The AI algorithm "Bigger, Better, Faster" masters 26 Atari games in just two hours, matching human efficiency.
Reinforcement learning is one of Google Deepmind's core research areas, and could one day solve many real-world problems with AI. One big problem, however, is that it tends to be very inefficient: RL algorithms require a lot of training data and a lot of computing power. In their latest work, Google Deepmind and researchers from Mila and Université de Montrèal show that it can be done differently.
Bigger, Better, Faster learns Atari games in two hours
The Bigger, Better, Faster (BBF) model averaged superhuman performance on Atari benchmarks. This is nothing new - other reinforcement learning agents have beaten humans in Atari games.
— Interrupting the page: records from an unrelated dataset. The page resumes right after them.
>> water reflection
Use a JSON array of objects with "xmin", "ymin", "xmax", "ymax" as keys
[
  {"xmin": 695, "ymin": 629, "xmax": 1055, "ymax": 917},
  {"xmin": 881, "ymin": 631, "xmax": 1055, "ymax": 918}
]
However, BBF learns with only 2 hours of gameplay, which is the same amount of practice time that human testers can use in the benchmark. Thus, the model-free learning algorithm achieves human learning efficiency and requires significantly less computational power than older methods. Model-free agents learn directly from the rewards and punishments they receive through their interactions with the game world, without explicitly creating a model of the game world.
The team achieved this by using a much larger network, self-monitoring training methods, and other methods to increase efficiency. For example, BBF can be trained on a single Nvidia A100 GPU, whereas other approaches require much more computing power.
Further improvements are possible, Atari still a good benchmark
The team points out that BBF is not yet superior to humans in all games in the benchmark, which omits 29 of the 55 games typically used for RL agents. However, comparing BFF to other models in all 55 games shows that the efficient algorithm is roughly on par with systems trained on 500 times more data.
The team also sees this as an indication that the Atari benchmark is still a good benchmark for RL, making the research fundable for smaller research teams.
Previous efficient RL algorithms have also shown weaknesses in scaling, whereas BFF has no limitations and continues to gain performance with more training data.
"Overall, we hope that our work inspires other researchers to continue pushing the frontier of sample efficiency in deep RL forward, to ultimately reach human-level performance across all tasks with human-level or superhuman efficiency," the team concludes.
More efficient RL algorithms could re-establish the method in an AI landscape currently dominated by self-supervised models.